Rodney & North Shore

I have tended not to comment on national party candidate selections, even when I have strong preferences. It’s a decision for local members, and it is essentially a private decision.

But sometimes a selection may attract public headlines, as Rodney has done, or have a national impact – as oppossed to a local impact.

Whale Oil has blogged at length on Rodney. His exposure of what was happening helped the Board nullify the initial selection process, and re-open nominations.

First there is the issue of the electorate chair, as reported by Tv3:

The National Party chairman of Rodney electorate was a leader of a pro-white homeland South Africa party, it was revealed today.

The Rodney electorate has already been in the news over reports of infighting and allegations the selection committee was stacked, and the process has been restarted.

Today, TV3 political show the Nation reported that Rodney electorate chairman Cehill Piernar had been a leader of the Conservative Party in South Africa’s Orange Free State, and he fought to retain a white homeland.

The Nation showed documents where Mr Piernar said that if the party could not get the-then Apartheid Government to agree to the whites-only state, “the only option open to us will be to use violence”.

National Party President Peter Goodfellow said Mr Piernar was now a New Zealander.

“He’s in New Zealand now, we’re now a melting pot and people come to New Zealand and establish lives for themselves and he’s been elected by members in Rodney and became chairman some years ago,” he said.

Being electorate chair is a thankless task. Lots of work, no pay, and relatively minor influence. Mr Piernar has probably served in the background well for many years.

However his past is now in the public domain, and a past that advocated violence for a whites-only state is not a good one – even if he has since changed his views.

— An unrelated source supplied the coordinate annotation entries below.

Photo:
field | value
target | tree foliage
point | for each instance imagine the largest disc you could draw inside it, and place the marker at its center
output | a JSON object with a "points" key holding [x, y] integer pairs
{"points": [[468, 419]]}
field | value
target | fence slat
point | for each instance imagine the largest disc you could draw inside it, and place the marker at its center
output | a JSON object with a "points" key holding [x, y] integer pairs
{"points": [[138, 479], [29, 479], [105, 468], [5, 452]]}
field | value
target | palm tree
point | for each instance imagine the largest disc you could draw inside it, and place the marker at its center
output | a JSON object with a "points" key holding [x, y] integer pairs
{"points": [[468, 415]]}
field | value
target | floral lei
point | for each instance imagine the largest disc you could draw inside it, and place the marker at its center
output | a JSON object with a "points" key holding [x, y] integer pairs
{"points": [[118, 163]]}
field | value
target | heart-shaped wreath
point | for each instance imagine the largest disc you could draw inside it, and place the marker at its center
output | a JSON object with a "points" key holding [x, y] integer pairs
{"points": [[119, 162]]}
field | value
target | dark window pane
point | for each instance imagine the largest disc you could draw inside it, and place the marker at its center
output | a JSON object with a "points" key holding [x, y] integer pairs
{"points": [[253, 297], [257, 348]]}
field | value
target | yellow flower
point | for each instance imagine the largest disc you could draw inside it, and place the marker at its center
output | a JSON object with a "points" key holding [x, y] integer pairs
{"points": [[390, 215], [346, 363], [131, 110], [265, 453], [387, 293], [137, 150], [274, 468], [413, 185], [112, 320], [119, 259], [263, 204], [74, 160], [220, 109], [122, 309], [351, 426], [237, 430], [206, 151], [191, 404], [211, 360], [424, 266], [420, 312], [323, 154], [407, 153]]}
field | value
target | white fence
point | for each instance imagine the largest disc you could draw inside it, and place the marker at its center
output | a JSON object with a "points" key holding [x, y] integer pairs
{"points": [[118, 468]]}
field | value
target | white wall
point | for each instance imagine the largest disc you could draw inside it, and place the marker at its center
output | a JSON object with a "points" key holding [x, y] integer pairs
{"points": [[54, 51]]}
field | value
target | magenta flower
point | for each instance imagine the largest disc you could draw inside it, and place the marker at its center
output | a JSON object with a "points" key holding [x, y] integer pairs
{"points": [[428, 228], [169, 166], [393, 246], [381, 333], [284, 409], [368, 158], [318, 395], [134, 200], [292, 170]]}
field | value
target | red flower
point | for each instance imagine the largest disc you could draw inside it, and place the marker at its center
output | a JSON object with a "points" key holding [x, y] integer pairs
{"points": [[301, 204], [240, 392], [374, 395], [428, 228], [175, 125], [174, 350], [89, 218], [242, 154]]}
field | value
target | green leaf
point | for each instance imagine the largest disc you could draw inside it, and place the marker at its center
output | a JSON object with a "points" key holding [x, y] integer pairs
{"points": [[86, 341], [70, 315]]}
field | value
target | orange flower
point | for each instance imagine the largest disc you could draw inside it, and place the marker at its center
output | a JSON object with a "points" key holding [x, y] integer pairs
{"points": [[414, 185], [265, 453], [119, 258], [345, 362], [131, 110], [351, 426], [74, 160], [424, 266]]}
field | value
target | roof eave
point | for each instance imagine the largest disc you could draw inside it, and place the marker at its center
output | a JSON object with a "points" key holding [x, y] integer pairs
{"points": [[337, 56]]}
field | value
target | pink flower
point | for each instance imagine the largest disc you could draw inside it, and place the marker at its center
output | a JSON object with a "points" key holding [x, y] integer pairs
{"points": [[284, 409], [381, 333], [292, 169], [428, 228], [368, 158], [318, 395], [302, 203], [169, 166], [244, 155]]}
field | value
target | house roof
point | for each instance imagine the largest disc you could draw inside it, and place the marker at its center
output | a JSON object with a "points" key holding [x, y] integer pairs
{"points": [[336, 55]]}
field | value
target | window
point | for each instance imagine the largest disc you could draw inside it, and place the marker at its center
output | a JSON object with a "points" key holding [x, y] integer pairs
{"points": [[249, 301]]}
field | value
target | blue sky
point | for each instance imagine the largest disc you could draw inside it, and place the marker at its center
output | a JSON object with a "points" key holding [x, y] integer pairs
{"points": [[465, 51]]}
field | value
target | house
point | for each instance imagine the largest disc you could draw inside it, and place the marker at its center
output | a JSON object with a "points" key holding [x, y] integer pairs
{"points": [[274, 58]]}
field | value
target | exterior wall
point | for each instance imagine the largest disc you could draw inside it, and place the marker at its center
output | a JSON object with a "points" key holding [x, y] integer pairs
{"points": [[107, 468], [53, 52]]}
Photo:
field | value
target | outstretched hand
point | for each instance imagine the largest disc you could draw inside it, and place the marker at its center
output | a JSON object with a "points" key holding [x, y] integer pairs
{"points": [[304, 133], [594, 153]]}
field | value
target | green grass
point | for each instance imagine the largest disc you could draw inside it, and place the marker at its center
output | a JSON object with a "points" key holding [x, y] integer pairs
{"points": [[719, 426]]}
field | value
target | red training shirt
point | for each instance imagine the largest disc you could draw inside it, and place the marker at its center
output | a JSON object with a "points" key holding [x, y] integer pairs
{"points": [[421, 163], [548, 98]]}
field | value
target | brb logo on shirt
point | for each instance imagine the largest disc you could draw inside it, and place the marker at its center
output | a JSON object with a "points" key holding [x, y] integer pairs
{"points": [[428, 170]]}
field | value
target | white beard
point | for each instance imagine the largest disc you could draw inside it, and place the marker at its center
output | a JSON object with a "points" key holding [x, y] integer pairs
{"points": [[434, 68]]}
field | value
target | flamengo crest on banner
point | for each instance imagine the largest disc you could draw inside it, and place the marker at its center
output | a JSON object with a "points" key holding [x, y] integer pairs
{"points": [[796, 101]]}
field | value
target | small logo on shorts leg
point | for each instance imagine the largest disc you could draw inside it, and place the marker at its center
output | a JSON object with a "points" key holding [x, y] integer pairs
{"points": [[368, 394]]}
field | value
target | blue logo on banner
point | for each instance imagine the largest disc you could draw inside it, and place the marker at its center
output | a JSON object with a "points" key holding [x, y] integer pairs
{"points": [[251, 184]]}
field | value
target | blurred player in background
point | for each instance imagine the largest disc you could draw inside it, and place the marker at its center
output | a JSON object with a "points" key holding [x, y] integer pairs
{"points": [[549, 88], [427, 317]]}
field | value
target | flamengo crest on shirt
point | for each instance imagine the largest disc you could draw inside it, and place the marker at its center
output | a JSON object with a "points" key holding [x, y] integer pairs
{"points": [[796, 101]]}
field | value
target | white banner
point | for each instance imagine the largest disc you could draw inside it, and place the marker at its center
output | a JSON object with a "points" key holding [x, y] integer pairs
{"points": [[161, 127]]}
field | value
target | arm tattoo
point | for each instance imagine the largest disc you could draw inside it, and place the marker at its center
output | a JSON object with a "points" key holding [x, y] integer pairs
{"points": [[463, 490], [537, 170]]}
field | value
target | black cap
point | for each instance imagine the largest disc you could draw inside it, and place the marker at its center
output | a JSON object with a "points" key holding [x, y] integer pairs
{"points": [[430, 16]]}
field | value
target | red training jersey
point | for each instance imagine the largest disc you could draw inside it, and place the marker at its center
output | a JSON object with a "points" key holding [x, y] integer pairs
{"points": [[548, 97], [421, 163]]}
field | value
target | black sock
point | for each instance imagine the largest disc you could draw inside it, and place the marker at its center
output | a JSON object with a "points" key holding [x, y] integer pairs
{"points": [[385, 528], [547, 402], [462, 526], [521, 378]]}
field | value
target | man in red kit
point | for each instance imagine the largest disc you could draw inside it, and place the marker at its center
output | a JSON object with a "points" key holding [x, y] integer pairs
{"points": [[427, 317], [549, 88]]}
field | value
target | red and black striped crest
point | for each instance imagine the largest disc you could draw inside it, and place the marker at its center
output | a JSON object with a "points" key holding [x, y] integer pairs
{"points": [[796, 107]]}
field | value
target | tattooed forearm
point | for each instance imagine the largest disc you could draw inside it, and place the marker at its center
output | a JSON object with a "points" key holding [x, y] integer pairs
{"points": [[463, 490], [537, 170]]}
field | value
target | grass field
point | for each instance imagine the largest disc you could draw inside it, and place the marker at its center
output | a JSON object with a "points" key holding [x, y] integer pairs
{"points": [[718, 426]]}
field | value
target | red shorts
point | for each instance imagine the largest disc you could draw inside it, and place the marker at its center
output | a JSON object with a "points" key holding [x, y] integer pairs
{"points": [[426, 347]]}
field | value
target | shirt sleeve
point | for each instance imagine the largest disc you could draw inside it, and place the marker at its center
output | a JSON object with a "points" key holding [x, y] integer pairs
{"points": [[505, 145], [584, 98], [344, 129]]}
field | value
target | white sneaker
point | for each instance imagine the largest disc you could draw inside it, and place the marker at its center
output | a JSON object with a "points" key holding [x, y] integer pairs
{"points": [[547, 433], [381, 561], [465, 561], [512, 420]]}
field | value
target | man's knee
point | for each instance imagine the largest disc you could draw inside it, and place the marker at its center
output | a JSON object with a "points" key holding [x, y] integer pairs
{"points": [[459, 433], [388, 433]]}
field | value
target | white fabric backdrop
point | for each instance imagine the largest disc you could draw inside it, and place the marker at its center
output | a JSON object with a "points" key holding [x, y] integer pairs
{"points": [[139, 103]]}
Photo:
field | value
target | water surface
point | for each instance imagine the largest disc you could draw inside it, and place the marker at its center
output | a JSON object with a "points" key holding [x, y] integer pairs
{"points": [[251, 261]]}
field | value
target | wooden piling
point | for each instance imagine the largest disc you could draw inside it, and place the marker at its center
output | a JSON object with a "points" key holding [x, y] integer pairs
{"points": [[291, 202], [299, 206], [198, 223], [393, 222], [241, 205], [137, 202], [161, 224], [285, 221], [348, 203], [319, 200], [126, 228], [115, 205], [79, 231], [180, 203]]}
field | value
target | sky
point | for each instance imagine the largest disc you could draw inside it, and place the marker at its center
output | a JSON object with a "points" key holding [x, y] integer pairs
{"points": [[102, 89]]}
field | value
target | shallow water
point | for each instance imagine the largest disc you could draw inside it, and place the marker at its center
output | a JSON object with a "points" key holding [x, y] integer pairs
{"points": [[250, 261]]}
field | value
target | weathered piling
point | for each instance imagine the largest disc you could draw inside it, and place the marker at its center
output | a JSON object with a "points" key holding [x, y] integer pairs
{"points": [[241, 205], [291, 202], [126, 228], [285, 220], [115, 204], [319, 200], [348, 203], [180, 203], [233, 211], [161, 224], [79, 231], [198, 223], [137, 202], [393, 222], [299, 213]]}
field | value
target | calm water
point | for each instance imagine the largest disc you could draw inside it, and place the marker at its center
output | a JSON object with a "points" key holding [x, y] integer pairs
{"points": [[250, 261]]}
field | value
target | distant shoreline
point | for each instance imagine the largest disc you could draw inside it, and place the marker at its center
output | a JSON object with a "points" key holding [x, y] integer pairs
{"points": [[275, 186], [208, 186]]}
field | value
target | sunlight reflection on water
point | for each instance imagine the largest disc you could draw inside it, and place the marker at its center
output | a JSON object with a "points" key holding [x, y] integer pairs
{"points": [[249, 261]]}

I’m a big believer that the party is bigger than any individual. Mr Piernar’s past has the potential to damage National. If I was in his shoes, I would put the party first and step down as chair.

Mr Piernar faced accusations of stacking branch membership within the electorate so a fundamentalist Christian accountant, Brent Robinson, could win the nomination for the safe National seat.

Mr Robinson’s candidacy is supported by members of the fundamentalist Life Church.

I don’t know Brent Robinson. All I know is that 150 members of a fundamentalist church signed up to try and help make him the candidate. To me that reeks of hostile takeover.

I’m all for aspiring candidates signing people up to National – but they should do that by door knocking and identifying National party supporters.

If a member of a rotary club sought nomination for National, there is no way I would expect 150 members of that rotary club join the party to vote for him. The fact that 150 church members have joined up suggests to me that it is because they wish to see National adopt their religious views.

I have absolutely no problem with MPs who have strong and deep religious convictions. In fact I consider several of them my friends. My problem is when they seek to legislate their religious beliefs on New Zealand.

I hope delegates in Rodney consider that their choice can and may have ramifications for the wider party. National will not continue to attract the broad based support it does today if it looks like it is going down a path of religious fundamentalism.

And it is on that topic we turn to North Shore, when Ewen McQueen is one of the candidates. Again I have not met Ewen, but he is a former leader of the Christian Heritage Party. I’ve spent the last 15 years trying to keep Christian Heritage out of Parliament, and to be blunt don’t want them to enter Parliament as a National Party MP.

Having the former leader of Christian Heritage in a National Caucus would send tens of thousands of younger urban voters fleeing to Labour. Hell, even I’d consider giving Phil Goff a go if that is the case.

When Christian Heritage wound up in 2006, McQueen said:

Mr McQueen said parliament was lacking a political party that would make a strong and clear stand for the importance of family life, the primacy of marriage and the sanctity of human life …

Mr McQueen said that those who advocated working as individuals to espouse these values within other parties ignored the fact that our parliamentary system was essentially based on political parties. This was even more the case since the introduction of MMP

Mr McQueen should follow his own advice and re-establish a niche party based on his desire to outllaw abortion, civil unions and bring back the death penalty (all CHP policies).

The delegates in Rodney and North Shore have the ability to damage the party significantly with their decisions. I hope they consider their options carefully and elect people who will help lift the party vote for National, not scare voters off National.